Precisamente, por estos lares hemos contemplado estos días otra señal de tráfico arrumbada, en este caso, en el suelo. Se ve que en esta urbe estamos sobrados de señalética y nos podemos permitir el lujo de ir abandonándolas a su suerte. Postrimerías de una movilidad insostenible.
Volvamos con San Fernando. Les decía que sobre su pedestal habían apoyado una señal de circulación. La flecha es todo un símbolo. Parece indicar la salida de las entrañas de una ciudad donde el papel de los sevillanos se limita cada vez más al de convidados de piedra. El ejemplo más evidente de la servidumbre turística lo experimentamos (y sufrimos) estas noches veraniegas, cuando el mercurio no baja de los 30 grados. Poner un pie en la calle antes de las diez de la noche conlleva el riesgo de perder al instante el efecto del desodorante. Pero, ojo, no cometan la imprudencia de demorarse en ir a cenar. La cerveza previa al condumio juega en contra. Los fogones se apagan poco después de las once y, aunque el sol se haya ocultado apenas media hora antes, las cocinas echan el cierre justo cuando el gusanillo del hambre empieza a picar.
Lo comprobamos esta última semana de junio en la citada calle Zaragoza, abierta en canal desde hace meses. Una pareja de mediana edad entra a las 23:25 en un restaurante de cierta fama. Preguntan si pueden cenar en la barra. La respuesta es taxativa: "la cocina ya está cerrada". Es jueves y 60 minutos antes el sol estaba fuera. Las personas encargadas del servicio ni siquiera ofrecen la posibilidad de tomar alguna tapa fría. El establecimiento ha de estar apagado a las doce de la noche. Los últimos clientes apuran las viandas y piden la cuenta. Entre ellos hay quienes optan por tomar el postre fuera, en alguna de las heladerías cercanas. Otra ingrata sorpresa. Todas las de la calle Reyes Católicos y el Arenal tienen las persianas echadas. El reloj marca las 23:45 y la posibilidad de tomarse un helado en las inmediaciones se reducen prácticamente a cero.

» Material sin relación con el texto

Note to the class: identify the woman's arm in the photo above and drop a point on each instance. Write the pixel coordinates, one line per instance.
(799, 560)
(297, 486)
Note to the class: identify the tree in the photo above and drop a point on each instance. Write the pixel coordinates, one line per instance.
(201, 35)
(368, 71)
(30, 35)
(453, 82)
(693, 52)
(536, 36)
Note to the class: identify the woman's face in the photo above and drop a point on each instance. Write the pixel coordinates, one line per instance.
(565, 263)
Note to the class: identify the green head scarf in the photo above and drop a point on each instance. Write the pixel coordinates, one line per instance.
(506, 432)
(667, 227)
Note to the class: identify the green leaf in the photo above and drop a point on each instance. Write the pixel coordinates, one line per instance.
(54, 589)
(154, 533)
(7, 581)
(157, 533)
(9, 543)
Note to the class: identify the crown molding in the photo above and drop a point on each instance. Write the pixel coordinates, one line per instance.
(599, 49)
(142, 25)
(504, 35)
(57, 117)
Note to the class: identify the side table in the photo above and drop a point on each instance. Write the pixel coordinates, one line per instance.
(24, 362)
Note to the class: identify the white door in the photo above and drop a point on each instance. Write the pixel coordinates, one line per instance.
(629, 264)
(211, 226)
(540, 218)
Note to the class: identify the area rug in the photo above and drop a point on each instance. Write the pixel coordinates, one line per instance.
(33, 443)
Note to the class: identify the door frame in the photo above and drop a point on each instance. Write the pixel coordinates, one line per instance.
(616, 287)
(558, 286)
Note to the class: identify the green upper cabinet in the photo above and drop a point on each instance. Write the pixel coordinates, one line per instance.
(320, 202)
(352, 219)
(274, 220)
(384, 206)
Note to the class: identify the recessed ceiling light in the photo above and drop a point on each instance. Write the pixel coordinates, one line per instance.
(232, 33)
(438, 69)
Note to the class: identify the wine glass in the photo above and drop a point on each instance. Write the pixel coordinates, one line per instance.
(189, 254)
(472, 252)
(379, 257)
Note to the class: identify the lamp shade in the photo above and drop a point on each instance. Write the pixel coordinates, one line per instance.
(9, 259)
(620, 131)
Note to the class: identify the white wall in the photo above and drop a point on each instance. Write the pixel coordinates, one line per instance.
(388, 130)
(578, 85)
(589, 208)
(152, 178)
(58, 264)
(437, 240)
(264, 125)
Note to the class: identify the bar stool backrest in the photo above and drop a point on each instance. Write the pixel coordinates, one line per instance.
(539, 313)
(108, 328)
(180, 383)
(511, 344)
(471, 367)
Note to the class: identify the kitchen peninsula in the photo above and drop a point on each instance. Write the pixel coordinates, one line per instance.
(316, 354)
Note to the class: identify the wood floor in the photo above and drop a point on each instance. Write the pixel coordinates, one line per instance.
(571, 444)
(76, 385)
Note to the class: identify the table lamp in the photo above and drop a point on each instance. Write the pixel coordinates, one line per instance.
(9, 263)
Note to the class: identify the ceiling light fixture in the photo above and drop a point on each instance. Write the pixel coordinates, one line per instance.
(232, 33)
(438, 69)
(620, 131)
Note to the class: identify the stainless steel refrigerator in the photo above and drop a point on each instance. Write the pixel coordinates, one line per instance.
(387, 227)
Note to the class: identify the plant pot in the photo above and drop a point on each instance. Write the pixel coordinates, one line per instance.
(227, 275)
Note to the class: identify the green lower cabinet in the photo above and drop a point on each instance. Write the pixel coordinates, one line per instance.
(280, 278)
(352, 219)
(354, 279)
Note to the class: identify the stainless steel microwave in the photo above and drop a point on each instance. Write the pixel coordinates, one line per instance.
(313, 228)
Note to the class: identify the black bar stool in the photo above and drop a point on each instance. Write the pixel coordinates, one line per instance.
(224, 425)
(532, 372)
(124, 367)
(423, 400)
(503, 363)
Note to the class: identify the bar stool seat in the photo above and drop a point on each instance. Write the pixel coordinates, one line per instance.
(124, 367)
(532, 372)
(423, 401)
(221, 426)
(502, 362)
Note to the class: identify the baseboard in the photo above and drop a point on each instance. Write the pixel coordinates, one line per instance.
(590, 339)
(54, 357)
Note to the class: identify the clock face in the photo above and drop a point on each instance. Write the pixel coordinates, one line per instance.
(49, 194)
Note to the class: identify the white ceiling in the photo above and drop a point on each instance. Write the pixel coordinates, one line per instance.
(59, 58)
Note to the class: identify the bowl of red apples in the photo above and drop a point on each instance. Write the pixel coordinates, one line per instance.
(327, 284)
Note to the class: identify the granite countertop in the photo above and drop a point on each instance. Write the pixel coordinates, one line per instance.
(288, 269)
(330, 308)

El comentario del grupo no se hace esperar: "la próxima vez habrá que quedar en los barrios, lo del centro es imposible".
La foto de San Fernando y la señal de tráfico constituye una metáfora de tal aseveración. Ante un Casco Antiguo pensado por y para el turista, al sevillano no le queda otra alternativa que buscar la periferia, incluso la denominada área metropolitana (esa Gran Sevilla con la que tanto nos embadurnaron los oídos hace décadas), para, al menos, cenar cuando se vaya el sol y no en horas de merienda. Será, quizás, en esto en lo que más nos hayamos adaptado a los usos y costumbres europeas. Especialmente a los hábitos de esos visitantes de piel blanquecina que viven como turismo de experiencia derretirse al sol mientras comen algo que les venden como paella y refrescan el gaznate con un bebedizo bautizado como sangría.
No resulta extraño que, con tal premisa, hasta el propio rey santo (los expertos dicen que sólo beato) busque la salida de un centro que obliga a cenar con luz solar. La nueva reconquista. La ciudad hace tiempo que cayó en manos de maletas (y chanclas). Sus nuevos señores.